I give him my most damning gaze. “You would take advantage of her partial sanity and her loneliness like that?”

“What about my partial sanity? And my loneliness?”

“You are sick. And you’re not going in there.” I grab his wrists. They’re bare. “Where’s your descrambler?”

“You won’t find it.”

“You’re not going in there.”

“Or what? Otto will seal me up? Oops, he can’t. Because I’m wearing these glasses now. These fucking things are the best thing since sliced bread. Otto can’t touch me and Ez can’t compromise me, either.” With a smirk he leans on the passenger door of my Jetta, pretends to arrange his hair in the side mirror. “Until I want her to. I understand there are certain benefits to it.”

“Packard can still cut you off and let you turn into a Jarvis.”

“All the more reason to spend my last days having fun.”

“I’m sure he’d manage to send some thugs over to beat you up in the meantime.”

“Packard’s sworn off that shit.”

I narrow my eyes. Why does everybody assume Packard’s out of the crime business?

“Anyway, I’ll take my chances,” he adds.

This, of course, is pure Simon. Always taking chances. Always on the losing end. Which is why I’ve slipped out my stun gun.

He realizes it seconds before I show it.

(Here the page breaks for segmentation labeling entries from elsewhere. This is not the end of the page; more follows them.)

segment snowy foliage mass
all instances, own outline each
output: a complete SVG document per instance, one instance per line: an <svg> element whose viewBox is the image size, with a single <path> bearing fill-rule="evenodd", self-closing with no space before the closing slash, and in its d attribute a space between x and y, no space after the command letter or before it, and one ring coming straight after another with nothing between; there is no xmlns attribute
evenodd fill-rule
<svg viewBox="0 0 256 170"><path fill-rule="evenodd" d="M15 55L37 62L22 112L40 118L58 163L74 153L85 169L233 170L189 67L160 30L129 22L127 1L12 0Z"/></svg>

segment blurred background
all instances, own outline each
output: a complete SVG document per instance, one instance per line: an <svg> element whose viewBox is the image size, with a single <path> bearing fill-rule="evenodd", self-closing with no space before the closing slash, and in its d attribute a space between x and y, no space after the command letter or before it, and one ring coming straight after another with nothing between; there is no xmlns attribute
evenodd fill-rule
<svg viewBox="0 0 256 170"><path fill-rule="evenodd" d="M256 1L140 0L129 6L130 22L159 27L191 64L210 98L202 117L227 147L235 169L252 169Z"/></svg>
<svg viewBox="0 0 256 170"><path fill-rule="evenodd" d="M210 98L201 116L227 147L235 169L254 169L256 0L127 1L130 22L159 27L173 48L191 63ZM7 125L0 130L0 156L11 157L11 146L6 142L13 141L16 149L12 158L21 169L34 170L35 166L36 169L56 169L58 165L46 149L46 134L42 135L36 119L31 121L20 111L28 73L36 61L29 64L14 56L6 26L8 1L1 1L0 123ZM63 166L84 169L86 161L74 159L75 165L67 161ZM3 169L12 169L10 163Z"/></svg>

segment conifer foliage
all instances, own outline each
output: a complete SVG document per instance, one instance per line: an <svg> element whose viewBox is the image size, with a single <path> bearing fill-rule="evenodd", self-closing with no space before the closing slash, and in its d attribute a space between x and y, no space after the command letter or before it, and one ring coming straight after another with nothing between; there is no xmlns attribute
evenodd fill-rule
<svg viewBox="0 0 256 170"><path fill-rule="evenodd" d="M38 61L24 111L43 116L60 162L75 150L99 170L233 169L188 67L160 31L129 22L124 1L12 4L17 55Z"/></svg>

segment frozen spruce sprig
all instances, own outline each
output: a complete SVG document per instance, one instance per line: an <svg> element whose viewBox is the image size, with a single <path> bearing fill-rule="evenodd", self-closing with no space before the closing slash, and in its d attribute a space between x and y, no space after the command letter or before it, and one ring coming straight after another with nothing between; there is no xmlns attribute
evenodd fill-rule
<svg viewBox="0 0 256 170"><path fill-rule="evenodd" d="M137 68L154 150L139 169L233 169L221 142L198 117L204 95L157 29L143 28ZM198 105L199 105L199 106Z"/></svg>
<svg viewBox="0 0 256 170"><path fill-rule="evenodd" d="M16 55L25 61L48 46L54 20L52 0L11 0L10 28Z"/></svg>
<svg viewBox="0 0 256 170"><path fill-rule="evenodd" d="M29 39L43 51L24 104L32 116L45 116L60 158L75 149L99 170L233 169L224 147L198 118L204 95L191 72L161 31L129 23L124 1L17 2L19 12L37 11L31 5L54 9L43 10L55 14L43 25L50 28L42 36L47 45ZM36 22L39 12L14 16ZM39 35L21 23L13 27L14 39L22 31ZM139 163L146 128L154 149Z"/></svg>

He smiles, thinking about how to get to his, no doubt.

I say, “Don’t move. Just tell me where you have the descrambler.”

“I’ve taken precautions,” he says.

“You never take precautions.” We both know how this will end, but we have to go through it. “One. Two.” He lunges. I press the button.

“Uh!” He crumples. I grab a handful of ratty coat, trying to break his fall, but his chin still hits the side mirror on the way to the ground.